Let's add a base layer using ``contextily``

In [None]:
import contextily as cx

ax = df_marineZones.plot(figsize=(25,25), alpha=0.3, edgecolor="k", column='DIST_NAME', categorical=True, legend=False)
df_shipwrecks.plot(ax=ax, color='r')
cx.add_basemap(ax)

We can already see some wrecks don't fall within a marine zone (top left - Cocos Keeling Islands )

In [None]:
df_shipwrecks[df_shipwrecks.long == df_shipwrecks['long'].min()]

We need to do a spatial anti-join to find all those shipwrecks outside of a marinezone. Unfortunately, ``geopandas`` doesn't yet support anti-joins, but we can fake it with a left outer join and a filter on the geometry from the right side. We need to clone the original right side geometry, as this is dropped during the join.

In [None]:
#Deep copy our marineZones and duplicate the geometry
df_marineZones_tmp = df_marineZones.copy()
df_marineZones_tmp["right_geometry"] = df_marineZones_tmp["geometry"]

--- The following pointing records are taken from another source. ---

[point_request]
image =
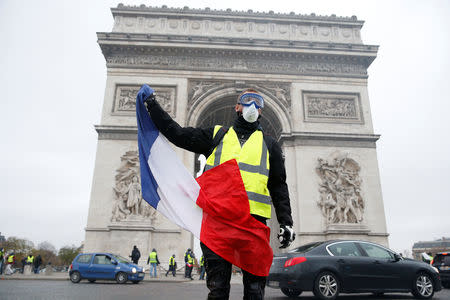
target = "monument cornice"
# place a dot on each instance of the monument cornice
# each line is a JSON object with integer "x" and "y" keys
{"x": 207, "y": 13}
{"x": 173, "y": 56}
{"x": 329, "y": 139}
{"x": 189, "y": 41}
{"x": 113, "y": 132}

Now we can use ``sjoin`` to spatially join our data, then filter

In [None]:
df_joined = df_shipwrecks.sjoin(df_marineZones_tmp, how="left")
df_nozone = df_joined.query("index_right != index_right") # fake anti-join

Let's plot this. Red are wrecks with no marine zone.

In [None]:
ax = df_marineZones.plot(figsize=(25,25), alpha=0.3, edgecolor="k", column='DIST_NAME', categorical=True, legend=False)
df_joined.plot(ax=ax, color='b', alpha=0.3)
df_nozone.plot(ax=ax, color='r', alpha=1.0)
cx.add_basemap(ax)

Let's zoom in and look at an example, the SS Omeo, just off the shore in Perth (it's a great snorkel site, you can literally walk off the beach and be on the wreck)

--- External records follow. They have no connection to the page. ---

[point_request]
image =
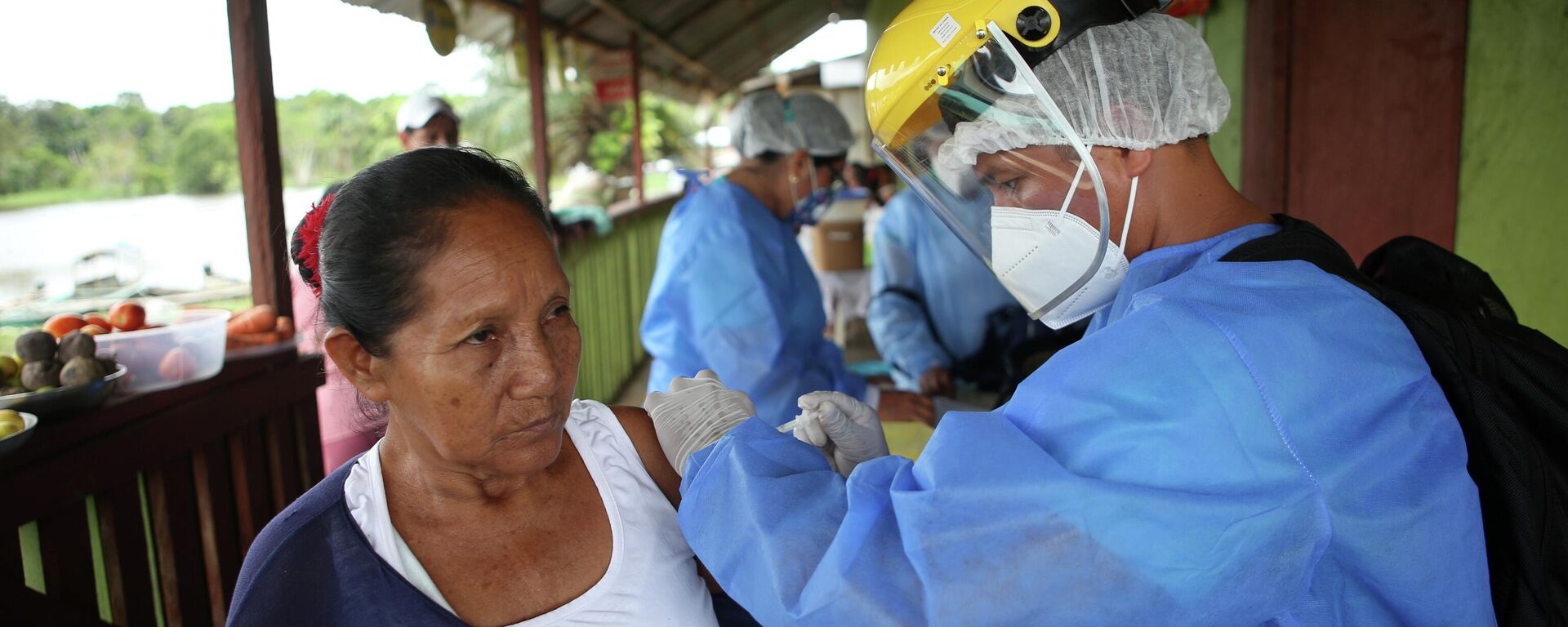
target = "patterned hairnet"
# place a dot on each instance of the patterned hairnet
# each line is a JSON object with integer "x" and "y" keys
{"x": 758, "y": 124}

Perth is marine zone WA_MW015, let's filter and plot.



In [None]:
#The Omeo and Perth maritime zone
df_omeo = df_shipwrecks[df_shipwrecks.name=='Omeo']
df_perth = df_marineZones[df_marineZones.AAC == 'WA_MW015']

#Bounding box of the Omeo
xmin, ymin, xmax, ymax = df_omeo.total_bounds
# Padding - 200m
pad=200

#Plot
ax = df_omeo.plot(figsize=(5,5),color='r')
df_perth.plot(ax=ax)

#Now set out plot limits
ax.set_xlim(xmin-pad, xmax+pad)
ax.set_ylim(ymin-pad, ymax+pad)

#Add in our basemap
cx.add_basemap(ax)


So we can see the marine zone doesn't follow the coastline, and the SS Omeo falls outside of this geo. We can't do a simple ``contains`` or ``intersects`` spatial join to place our wrecks in their relevant marine zone, we need a different kind of join. 

 ``geopandas`` supports nearest joins so we can look for the zone closest to each wreck, and remove any that are arbitrarily distant.

In [None]:
df_joined = df_shipwrecks.sjoin_nearest(df_marineZones, how="left", distance_col="distance").query("distance < 5000")

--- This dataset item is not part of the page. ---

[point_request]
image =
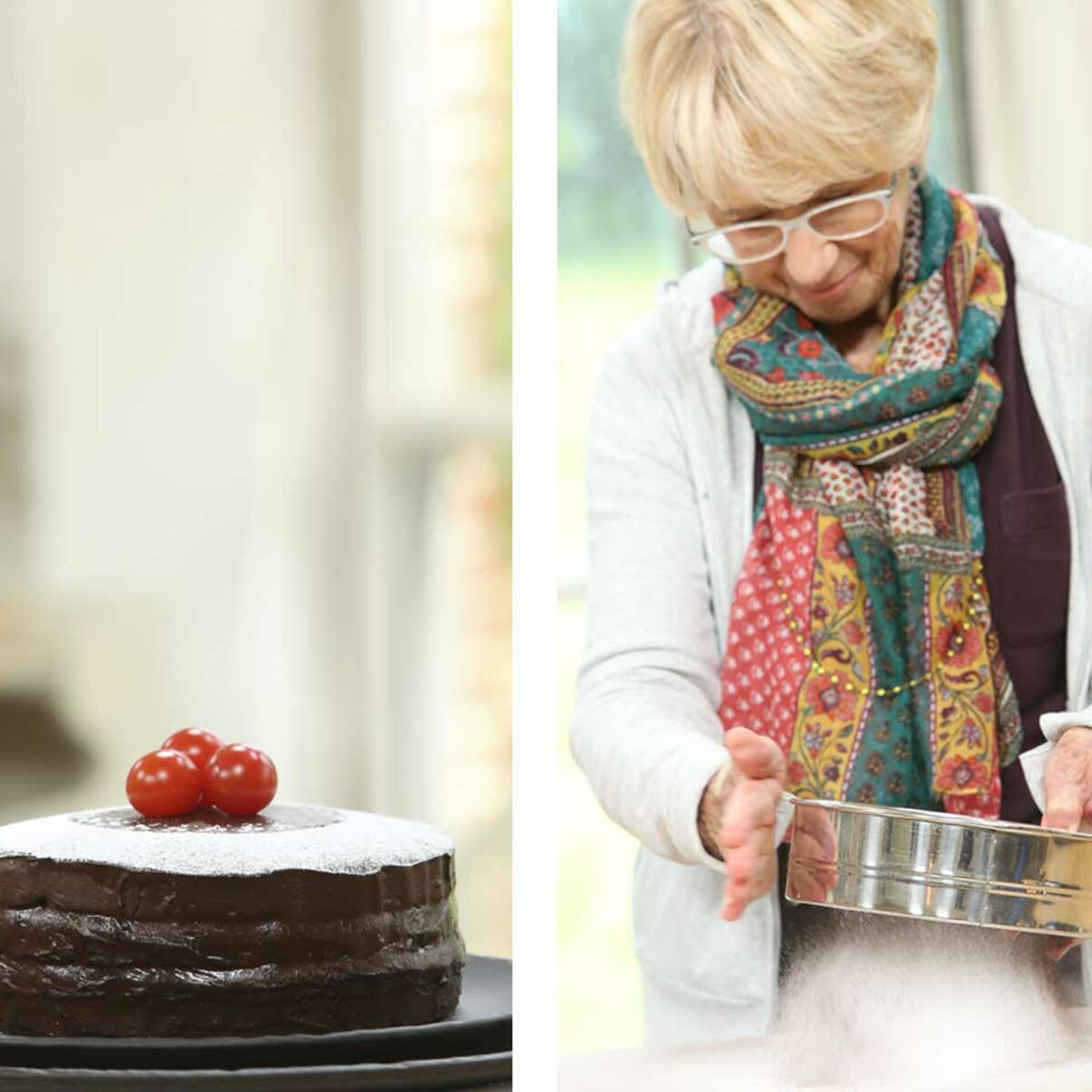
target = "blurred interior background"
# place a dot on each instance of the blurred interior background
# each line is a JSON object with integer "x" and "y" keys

ax = df_marineZones.plot(figsize=(10,10), alpha=0.3, edgecolor="k", column='DIST_NAME', categorical=True, legend=False)
df_joined.plot(ax=ax, color='r', alpha=0.5)
cx.add_basemap(ax)

Let's just make sure all our wrecks have a zone as we'll be using this as a foreign key to Forecasts when we come to build our reports

In [None]:
df_joined[df_joined['AAC'].isnull()]


We can now apply our new found knowledge to load, clean and write our data - see ``Solution - Data Engineering`` notebook for details.